A recently published randomized controlled trial sought to investigate whether ECMO support is beneficial in patients with MI complicated by cardiogenic shock [46]. Four hundred and seventeen patients were included in the final analyses. The authors could not show a survival benefit at 30 days in the ECMO group compared to the control group. Bleeding occurred significantly more often in the ECMO group, which is consistent with the current literature and may have at least partly contributed to the fact that ECMO support was not superior to the standard of care. In their study, the investigators did not focus on blood biomarkers, which was a focus in our study. Even though, according to the recent randomized controlled trial, ECMO support does not appear to confer a survival benefit in this patient group, increased PCT levels seem to portend a worse clinical outcome. However, whether PCT is a marker of the increased risk for adverse events or a marker of inflammation (potentially a modifiable factor) remains to be elucidated.
Limitations
Certain limitations should be kept in mind. As this was a retrospective analysis, all the limitations pertinent to retrospective studies, including selection bias, also apply. Moreover, differentiating whether the presence of an infection or the actual illness causes a change in the levels of biomarkers, especially PCT levels, in critically ill patients is challenging. The levels of fibrinogen, platelets, hemoglobin, and antithrombin were not evaluated in greater detail, as the substitution of blood and coagulation products could have influenced the measured levels. Even though this is a large study addressing patients with acute MI complicated by cardiogenic shock undergoing ECMO therapy, it is not possible to completely exclude the potential effect of missing data. This may hold especially true, as we were not able to analyze other parameters that may have an impact on the patient outcome (kidney failure, the need for continuous renal replacement therapy, all potential comorbidities, thrombolysis in myocardial infarction III (TIMI III) flow, localization of myocardial infarction, antiplatelet therapy received, troponin level, etc.) [47,48]. However, we sought to objectify the degree of sickness in our study population using the SOFA and SAPS III scores. Moreover, it may be quite challenging to discriminate potential complications of the underlying illness from ECMO-related adverse events. Finally, we analyzed ECMO outcomes over a period of more than ten years. As therapy for MI has evolved substantially during this time span, patients have likely been included in this analysis who potentially received different therapies. However, sensitivity analysis did not show significant differences in outcomes over the years.
5. Conclusions
We provide a study focusing on the time course of the most common inflammatory blood biomarkers and their role in the outcome of ECMO patients with MI-associated cardiogenic shock.
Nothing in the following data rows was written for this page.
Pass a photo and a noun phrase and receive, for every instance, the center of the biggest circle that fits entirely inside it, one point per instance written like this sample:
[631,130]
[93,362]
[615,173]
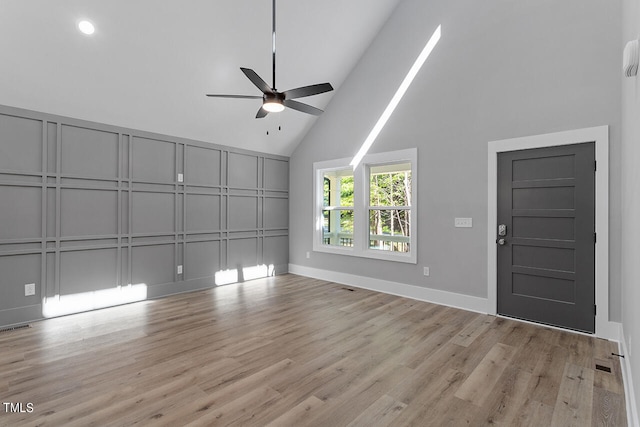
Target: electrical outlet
[463,222]
[29,289]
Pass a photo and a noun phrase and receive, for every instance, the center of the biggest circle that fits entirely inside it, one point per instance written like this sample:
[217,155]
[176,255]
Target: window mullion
[361,200]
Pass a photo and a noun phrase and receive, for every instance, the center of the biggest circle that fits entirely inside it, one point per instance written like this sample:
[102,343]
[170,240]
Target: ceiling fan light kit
[274,101]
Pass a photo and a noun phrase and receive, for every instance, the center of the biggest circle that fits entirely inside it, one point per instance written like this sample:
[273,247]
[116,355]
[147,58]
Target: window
[337,208]
[390,207]
[368,211]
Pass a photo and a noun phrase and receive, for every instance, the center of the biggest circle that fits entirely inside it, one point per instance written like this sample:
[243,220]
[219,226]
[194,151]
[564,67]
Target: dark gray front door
[546,258]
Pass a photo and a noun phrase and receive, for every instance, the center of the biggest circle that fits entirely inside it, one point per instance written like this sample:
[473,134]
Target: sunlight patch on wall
[226,277]
[382,121]
[61,305]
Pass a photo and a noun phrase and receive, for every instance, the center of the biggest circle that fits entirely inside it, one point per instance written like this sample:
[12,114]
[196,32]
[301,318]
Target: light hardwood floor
[293,351]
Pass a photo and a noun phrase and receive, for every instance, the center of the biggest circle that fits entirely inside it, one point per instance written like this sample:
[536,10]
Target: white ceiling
[150,62]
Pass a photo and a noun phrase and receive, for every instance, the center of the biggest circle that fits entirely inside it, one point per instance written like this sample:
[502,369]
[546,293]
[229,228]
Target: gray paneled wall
[87,207]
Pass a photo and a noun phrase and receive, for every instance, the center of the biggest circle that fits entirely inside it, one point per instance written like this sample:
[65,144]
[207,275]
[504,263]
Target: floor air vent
[13,328]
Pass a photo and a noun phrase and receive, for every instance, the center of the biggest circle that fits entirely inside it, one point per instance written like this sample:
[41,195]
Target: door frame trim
[599,135]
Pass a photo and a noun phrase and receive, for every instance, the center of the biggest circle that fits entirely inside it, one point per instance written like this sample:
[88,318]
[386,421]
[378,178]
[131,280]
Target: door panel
[546,262]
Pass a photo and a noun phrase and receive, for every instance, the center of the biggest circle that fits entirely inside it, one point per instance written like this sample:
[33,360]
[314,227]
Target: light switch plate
[463,222]
[29,289]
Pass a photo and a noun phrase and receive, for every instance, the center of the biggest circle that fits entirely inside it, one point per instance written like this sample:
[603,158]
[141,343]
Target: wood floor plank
[290,350]
[576,387]
[299,414]
[480,384]
[380,413]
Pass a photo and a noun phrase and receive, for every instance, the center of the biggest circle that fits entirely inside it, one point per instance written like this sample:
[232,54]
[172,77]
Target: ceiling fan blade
[256,80]
[295,105]
[235,96]
[301,92]
[261,113]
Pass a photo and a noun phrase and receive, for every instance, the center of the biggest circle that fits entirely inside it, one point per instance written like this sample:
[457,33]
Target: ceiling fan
[274,101]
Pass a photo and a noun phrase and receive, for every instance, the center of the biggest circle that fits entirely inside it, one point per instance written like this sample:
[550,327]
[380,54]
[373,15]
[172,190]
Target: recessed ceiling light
[86,27]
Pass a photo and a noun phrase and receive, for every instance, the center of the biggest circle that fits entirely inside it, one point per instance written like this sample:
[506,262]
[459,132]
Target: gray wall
[502,69]
[87,207]
[631,200]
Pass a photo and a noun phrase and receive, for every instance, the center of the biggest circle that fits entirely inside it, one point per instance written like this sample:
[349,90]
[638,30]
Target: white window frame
[360,246]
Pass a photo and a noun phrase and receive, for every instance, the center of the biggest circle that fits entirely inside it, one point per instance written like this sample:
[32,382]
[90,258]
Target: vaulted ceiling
[150,62]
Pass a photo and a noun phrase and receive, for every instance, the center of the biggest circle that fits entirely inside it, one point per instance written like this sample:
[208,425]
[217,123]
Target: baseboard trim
[627,378]
[451,299]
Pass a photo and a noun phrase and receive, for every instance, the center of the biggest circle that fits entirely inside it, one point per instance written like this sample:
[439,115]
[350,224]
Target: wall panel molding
[97,207]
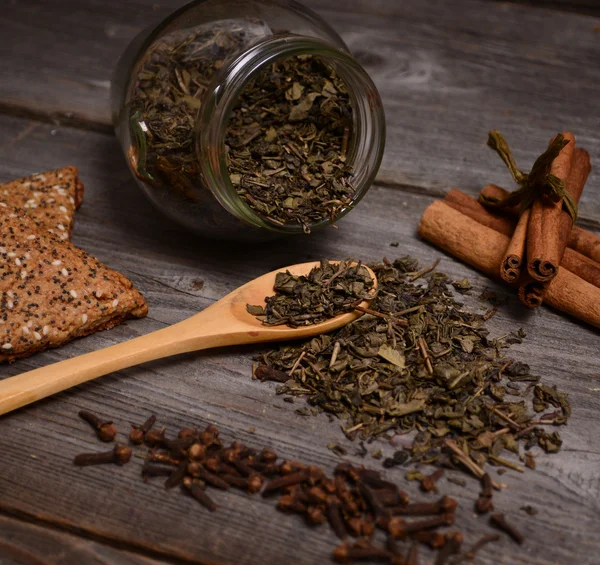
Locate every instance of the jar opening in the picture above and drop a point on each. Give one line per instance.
(292, 136)
(286, 142)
Non-survivors had increased blood levels of PCT starting from day one of ECMO support, which remained increased throughout the observation period. The multivariate model identified PCT as a blood biomarker with increased hazard ratios for mortality. Regarding adverse events, ECMO support was frequently complicated by bleeding and thromboembolic events, with an overall ICU mortality rate of 43%. Future studies are needed to show the role of PCT in patients receiving ECMO support.